Black Immigrant Daily News
Surveillance cameras around the Queen’s Park Savannah in Port of Spain. – ANGELO MARCELLE
A multi-million-dollar security camera network aimed at giving police and other national security agencies the ability to monitor activities in cities, towns and highways has been found to be riddled with technical problems, producing footage that is is reportedly “blurred, dirty, obstructed, unclear and unstable.”
The claim was made as the government mounts a defence to a payment of almost $1 billion that state-owned Telecommunications Services of TT (TSTT) is seeking for operating 1,673 cameras and ancillary supporting services, including command centre and data storage sites.
The dispute over the payment has been referred to be settled before an arbitrator.
Meanwhile, the government has signalled its intention to invest millions more to expand the security camera network to 5,000, giving authorities more eyes in the sky.
In addition to the poor video quality, the state claims some of the cameras were unconnected, improperly positioned, non-functional and damaged. For a period in June 2020, almost half the cameras in Tobago were out of action, it claims. It also says the zooming and panning functions to track vehicles was deemed to be too slow and retrieving footage was slow.
TSTT is being represented by Martin Daly, SC, Christopher Sieuchand and Sonnel David-Longe. The state has retained Terrence Bharath and Tamara Toolsie, assisted by state attorney Kezia Redhead and Rachel Weekes Wright.
In early November, the Prime Minister said after meeting with police commanders, the government had already invested $80 million in 1,500 cameras and intended to double that figure to give police more tools to be able to track and capture criminals.
In September 2020, Dr Rowley referred to the debt to TSTT, saying the company had overcharged taxpayers by $300 million for providing security camera services.
Documents filed on July 18, before the arbitrator, retired Caribbean Court of Justice judge Rolston Nelson, sets out TSTT’s claim for $751, 870, 421, with varying rates of interest between April 2017 and October 2019, as well the government’s defence rejecting the figure.
The government has a 51 per cent shareholding in TSTT, and 49 per cent is owned by Cable and Wireless, a foreign company.

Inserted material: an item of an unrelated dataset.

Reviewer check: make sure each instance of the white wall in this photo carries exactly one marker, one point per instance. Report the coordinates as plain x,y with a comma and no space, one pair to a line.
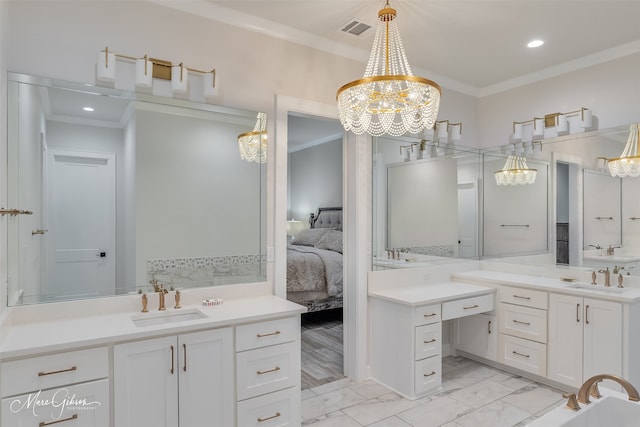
610,90
187,169
315,179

TSTT’s contends that between July 1, 2013 and June 30, 2017, it engaged in a contractual agreement with the government to provide managed video surveillance services for the state by installing 873 cameras and four control rooms, at a cost of $481,896,000, VAT inclusive.
The company claims a letter of intent from the permanent secretary of the National Security Ministry confirmed the state’s intention to expand the network with an additional 800 cameras, at a cost of $414 million, VAT inclusive, taking the end date of the contract to January 11, 2021.
TSTT said it billed by government $21 million monthly and was paid part of its debt, with an outstanding sum of almost $752 million.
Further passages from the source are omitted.